Но тут я опять могу предоставить слово тому, кто знал ее в те дни, кто учился у нее, – Анатолию Фокину, ныне заслуженному художнику-декоратору, оформившему около трехсот спектаклей в разных театрах страны, а тогда он был совсем еще мальчишка, правда, уже с биографией! Но, клянусь, я не подбирала специально людей с биографией, они сами входили в книгу, тут вины моей нет…

Фокин был студентом третьего курса, когда повстречалась ему на его жизненном пути Ариадна Сергеевна Эфрон, а он-то как раз в это время и собрался бросить училище, идти работать – он устал голодать. Всем было трудно в те послевоенные годы, но ему, быть может, труднее других. Он жил не в городе, а в восемнадцати километрах от Рязани, в бараке депо, где раньше работал. Поезд уходил в шесть утра, другого не было, и долго приходилось ждать начала занятий. Он топил печи с истопником, кипятил воду и, разболтав карандашом в кружке 200 граммов хлеба, которые брал с собой, заряжался на весь день, до ночного поезда, которым возвращался домой к вожделенным 300 граммам хлеба, ждавшим его. Ему полагалось 500 граммов, когда были карточки. На большее он рассчитывать не мог. На его стипендию жили мать и сестра-школьница. Нуждаться, голодать он был приучен волею судьбы: у него было нищее детство, в буквальном смысле слова – нищее! Отец его, священник, был расстрелян в 1937 году. Когда отца забрали, мать кинулась узнавать, где он, что он? Но нигде никакого ответа получить не могла; а через какое-то время ей просто отдали его одежду, без объяснений, без слов. Так и пришла она с этой одеждой домой, держа в руках его шерстяные носки, набитые вшами… У нее помутился разум. Работать она не могла, да и кто бы принял бывшую попадью на работу! И взяв маленького Анатолия и еще более маленькую его сестренку, взяв суму, она пошла по миру, просить милостыню… А в четырнадцать лет Анатолий уже работал кочегаром на паровозе. Не по силам была эта работа подростку – за один только короткий перегон требовалось перебросить совком из тендера в топку тонны угля! Но надо было кормить семью. Потом он стал помощником машиниста, что физически было отнюдь не легче, водил даже одно время бронепоезд на фронт. Он хорошо рисовал и совмещал работу на паровозе с работой художника-оформителя в клубе депо, а было ему шестнадцать-семнадцать лет! Конечно, он мечтал поступить в Художественное училище, и поступил, и считался способным студентом, его работы всегда выставлялись как лучшие, он был энтузиастом училища, ведь после войны (в войну училище не функционировало!) первому набору студентов достались одни голые стены. Все было восстановлено их руками, все, начиная со стула, с подставок для рисунков, с мольбертов. Анатолий очень любил «свою» мастерскую, которую они, студенты, с первого дня обживали, и жаль было расставаться, уходить, но не было сил больше тянуть…

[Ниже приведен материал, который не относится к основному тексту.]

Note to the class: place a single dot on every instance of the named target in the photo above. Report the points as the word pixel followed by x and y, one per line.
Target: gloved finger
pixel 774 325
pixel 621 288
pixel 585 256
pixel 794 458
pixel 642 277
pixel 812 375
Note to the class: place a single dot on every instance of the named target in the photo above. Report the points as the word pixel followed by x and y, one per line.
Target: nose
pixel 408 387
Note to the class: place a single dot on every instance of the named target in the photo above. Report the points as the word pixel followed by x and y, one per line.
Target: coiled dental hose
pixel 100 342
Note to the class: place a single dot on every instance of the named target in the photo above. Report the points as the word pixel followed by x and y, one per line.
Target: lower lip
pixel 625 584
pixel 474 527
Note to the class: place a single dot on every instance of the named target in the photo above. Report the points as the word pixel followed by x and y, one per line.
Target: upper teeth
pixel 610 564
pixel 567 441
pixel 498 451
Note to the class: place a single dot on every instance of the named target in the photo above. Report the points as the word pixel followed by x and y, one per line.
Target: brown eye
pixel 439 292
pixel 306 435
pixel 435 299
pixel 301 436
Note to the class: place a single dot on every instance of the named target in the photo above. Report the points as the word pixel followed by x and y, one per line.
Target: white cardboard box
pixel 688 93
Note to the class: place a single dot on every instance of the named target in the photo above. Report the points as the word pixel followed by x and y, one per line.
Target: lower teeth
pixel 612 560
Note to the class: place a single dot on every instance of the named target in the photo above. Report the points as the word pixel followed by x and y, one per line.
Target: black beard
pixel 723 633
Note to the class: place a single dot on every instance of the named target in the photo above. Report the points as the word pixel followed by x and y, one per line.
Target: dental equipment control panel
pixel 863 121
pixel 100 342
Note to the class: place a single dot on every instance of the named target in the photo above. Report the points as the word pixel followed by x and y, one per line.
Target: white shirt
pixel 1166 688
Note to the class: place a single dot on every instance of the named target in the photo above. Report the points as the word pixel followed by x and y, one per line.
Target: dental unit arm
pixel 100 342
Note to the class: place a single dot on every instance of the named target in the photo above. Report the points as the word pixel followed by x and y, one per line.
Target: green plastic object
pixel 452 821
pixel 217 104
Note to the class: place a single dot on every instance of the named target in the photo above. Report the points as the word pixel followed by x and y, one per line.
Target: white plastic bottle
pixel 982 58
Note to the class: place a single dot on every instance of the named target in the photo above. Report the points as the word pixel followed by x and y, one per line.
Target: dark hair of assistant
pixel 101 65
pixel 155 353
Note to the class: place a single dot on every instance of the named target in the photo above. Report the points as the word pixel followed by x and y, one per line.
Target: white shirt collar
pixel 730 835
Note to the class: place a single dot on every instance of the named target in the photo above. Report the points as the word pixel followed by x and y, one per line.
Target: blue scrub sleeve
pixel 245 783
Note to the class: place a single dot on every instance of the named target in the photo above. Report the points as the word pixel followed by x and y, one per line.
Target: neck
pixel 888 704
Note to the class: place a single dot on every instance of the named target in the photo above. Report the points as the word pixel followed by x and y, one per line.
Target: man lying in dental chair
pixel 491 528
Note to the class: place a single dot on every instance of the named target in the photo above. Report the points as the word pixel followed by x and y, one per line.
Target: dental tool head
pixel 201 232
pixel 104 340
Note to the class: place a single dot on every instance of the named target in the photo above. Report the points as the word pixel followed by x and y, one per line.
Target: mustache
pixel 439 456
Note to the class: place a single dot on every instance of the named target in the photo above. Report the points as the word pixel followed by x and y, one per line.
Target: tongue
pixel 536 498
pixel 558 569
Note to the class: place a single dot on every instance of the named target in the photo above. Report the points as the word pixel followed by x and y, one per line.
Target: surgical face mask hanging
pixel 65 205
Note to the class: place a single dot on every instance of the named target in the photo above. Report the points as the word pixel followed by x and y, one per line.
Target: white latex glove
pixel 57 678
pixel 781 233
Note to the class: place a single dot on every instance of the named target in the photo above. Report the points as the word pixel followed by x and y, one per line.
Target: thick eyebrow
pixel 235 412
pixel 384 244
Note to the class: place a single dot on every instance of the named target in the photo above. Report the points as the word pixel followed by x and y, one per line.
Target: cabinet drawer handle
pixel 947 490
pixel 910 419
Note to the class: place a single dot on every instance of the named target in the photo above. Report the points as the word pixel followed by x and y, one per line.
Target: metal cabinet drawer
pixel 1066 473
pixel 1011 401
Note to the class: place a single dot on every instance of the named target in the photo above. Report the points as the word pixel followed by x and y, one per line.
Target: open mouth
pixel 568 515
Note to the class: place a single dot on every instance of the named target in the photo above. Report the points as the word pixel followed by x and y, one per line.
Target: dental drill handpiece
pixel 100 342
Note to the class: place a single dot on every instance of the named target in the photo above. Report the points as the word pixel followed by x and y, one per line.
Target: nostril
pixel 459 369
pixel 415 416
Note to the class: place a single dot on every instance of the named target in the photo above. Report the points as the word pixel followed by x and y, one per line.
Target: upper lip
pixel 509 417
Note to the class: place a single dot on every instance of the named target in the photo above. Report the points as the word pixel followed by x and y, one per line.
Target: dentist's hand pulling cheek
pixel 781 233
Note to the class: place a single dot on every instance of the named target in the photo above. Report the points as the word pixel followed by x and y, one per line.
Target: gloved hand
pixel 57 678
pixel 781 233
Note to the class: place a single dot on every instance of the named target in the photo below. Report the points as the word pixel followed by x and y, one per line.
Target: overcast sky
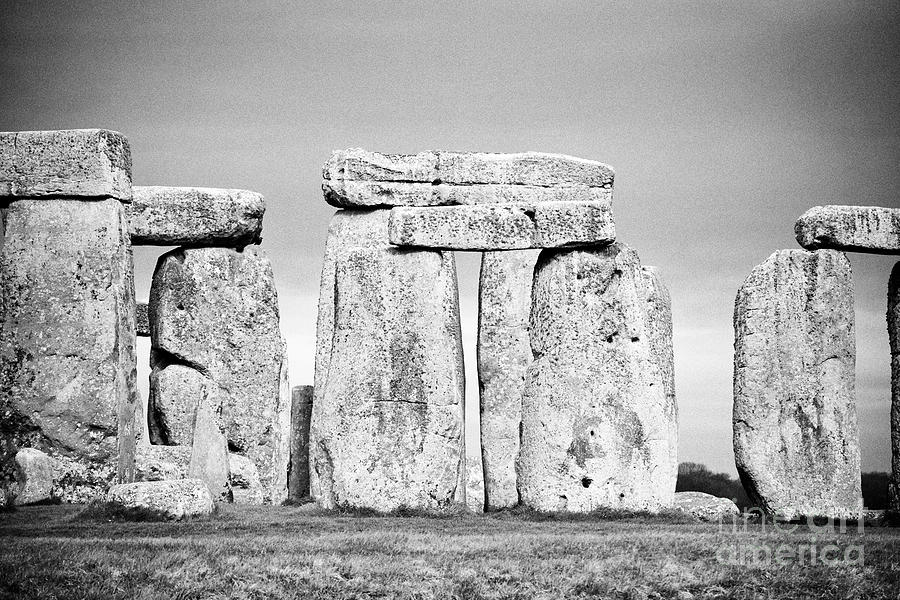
pixel 724 123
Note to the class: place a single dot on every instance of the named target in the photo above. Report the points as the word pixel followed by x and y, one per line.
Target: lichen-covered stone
pixel 871 229
pixel 705 507
pixel 69 163
pixel 176 499
pixel 503 226
pixel 504 353
pixel 67 341
pixel 430 178
pixel 301 413
pixel 596 420
pixel 796 439
pixel 214 311
pixel 893 319
pixel 192 216
pixel 387 423
pixel 34 476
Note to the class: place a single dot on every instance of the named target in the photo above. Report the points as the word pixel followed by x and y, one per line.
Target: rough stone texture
pixel 246 487
pixel 209 451
pixel 176 499
pixel 190 216
pixel 34 476
pixel 141 320
pixel 796 440
pixel 301 413
pixel 161 463
pixel 596 420
pixel 504 353
pixel 706 507
pixel 71 163
pixel 373 194
pixel 851 228
pixel 215 311
pixel 387 423
pixel 429 178
pixel 503 226
pixel 893 319
pixel 67 341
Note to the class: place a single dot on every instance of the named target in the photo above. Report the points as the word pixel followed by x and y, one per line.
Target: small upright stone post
pixel 67 331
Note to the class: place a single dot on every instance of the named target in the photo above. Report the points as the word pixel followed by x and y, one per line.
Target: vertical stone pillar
pixel 893 318
pixel 67 334
pixel 387 421
pixel 301 413
pixel 597 421
pixel 504 353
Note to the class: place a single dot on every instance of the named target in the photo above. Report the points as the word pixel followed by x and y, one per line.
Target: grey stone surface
pixel 215 311
pixel 176 499
pixel 372 194
pixel 34 477
pixel 193 216
pixel 503 226
pixel 67 341
pixel 141 320
pixel 387 423
pixel 596 420
pixel 504 353
pixel 301 414
pixel 893 319
pixel 70 163
pixel 796 440
pixel 705 507
pixel 871 229
pixel 209 450
pixel 429 178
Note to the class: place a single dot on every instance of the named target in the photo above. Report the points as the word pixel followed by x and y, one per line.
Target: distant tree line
pixel 695 477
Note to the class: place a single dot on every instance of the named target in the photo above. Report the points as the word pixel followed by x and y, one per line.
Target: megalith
pixel 67 331
pixel 796 440
pixel 214 326
pixel 504 353
pixel 597 421
pixel 387 415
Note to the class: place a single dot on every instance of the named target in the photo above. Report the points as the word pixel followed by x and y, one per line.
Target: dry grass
pixel 301 552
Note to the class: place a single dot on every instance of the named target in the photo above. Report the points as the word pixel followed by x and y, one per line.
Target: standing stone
pixel 387 424
pixel 504 353
pixel 796 440
pixel 214 323
pixel 301 413
pixel 893 318
pixel 852 228
pixel 67 340
pixel 596 420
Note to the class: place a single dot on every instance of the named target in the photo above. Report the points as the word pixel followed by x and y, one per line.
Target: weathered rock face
pixel 214 312
pixel 504 226
pixel 504 353
pixel 67 340
pixel 387 424
pixel 796 441
pixel 852 228
pixel 706 507
pixel 596 419
pixel 34 477
pixel 357 178
pixel 72 163
pixel 190 216
pixel 301 414
pixel 893 318
pixel 176 499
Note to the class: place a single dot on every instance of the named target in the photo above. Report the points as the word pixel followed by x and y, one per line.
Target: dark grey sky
pixel 724 122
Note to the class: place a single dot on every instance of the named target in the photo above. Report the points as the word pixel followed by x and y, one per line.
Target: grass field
pixel 301 552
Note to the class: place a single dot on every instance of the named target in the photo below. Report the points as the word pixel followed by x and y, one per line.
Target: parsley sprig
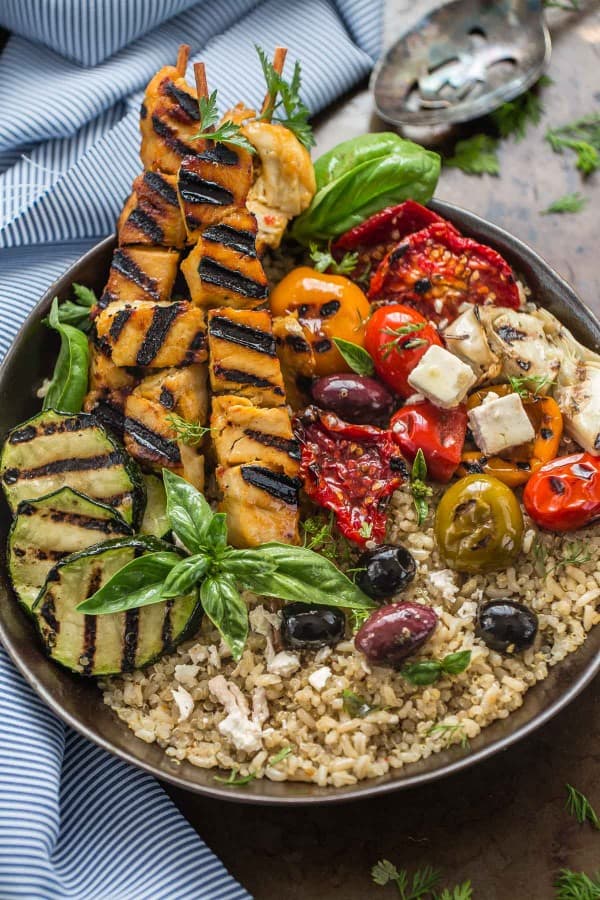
pixel 228 132
pixel 285 106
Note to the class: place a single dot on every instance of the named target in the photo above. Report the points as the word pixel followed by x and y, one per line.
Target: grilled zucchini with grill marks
pixel 169 118
pixel 152 214
pixel 54 450
pixel 46 530
pixel 261 505
pixel 223 268
pixel 212 183
pixel 140 273
pixel 157 335
pixel 117 642
pixel 243 433
pixel 243 357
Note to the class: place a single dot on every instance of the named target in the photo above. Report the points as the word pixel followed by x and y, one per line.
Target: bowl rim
pixel 363 789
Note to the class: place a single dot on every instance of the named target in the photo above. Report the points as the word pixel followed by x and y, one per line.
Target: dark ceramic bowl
pixel 78 701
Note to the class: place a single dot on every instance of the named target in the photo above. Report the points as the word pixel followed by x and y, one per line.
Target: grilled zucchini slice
pixel 155 521
pixel 117 642
pixel 54 450
pixel 46 530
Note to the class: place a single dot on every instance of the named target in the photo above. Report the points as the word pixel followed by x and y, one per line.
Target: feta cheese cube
pixel 442 377
pixel 500 423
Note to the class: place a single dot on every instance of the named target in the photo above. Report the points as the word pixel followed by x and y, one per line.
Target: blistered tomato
pixel 328 307
pixel 397 337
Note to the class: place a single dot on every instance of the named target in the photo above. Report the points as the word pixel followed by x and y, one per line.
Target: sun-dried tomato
pixel 380 233
pixel 350 469
pixel 436 270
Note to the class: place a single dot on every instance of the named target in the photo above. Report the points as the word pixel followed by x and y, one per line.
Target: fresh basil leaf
pixel 225 608
pixel 427 671
pixel 68 386
pixel 359 359
pixel 305 577
pixel 139 583
pixel 188 512
pixel 185 576
pixel 455 663
pixel 216 533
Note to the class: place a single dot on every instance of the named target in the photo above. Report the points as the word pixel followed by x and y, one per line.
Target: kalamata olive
pixel 395 631
pixel 355 398
pixel 308 625
pixel 385 571
pixel 506 625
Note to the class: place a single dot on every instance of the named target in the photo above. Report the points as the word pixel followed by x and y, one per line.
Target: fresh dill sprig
pixel 189 433
pixel 324 261
pixel 570 203
pixel 580 807
pixel 226 133
pixel 286 107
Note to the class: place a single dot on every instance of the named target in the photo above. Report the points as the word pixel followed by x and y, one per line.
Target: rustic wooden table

Где-то в начале февраля, как раз после зимних каникул, в их мастерскую третьего курса вошли директор училища, завуч и представили студентам преподавателя графики Ариадну Сергеевну Эфрон. Фокин рассказывал, что они все уже привыкли работать с живой натурой и бесцеремонно уставились на нового педагога, оглядывая ее с ног до головы оценивающе.

И сколь же непросто было Але выдержать взгляды этих пятнадцати пар пытливых, дерзких, придирчивых глаз!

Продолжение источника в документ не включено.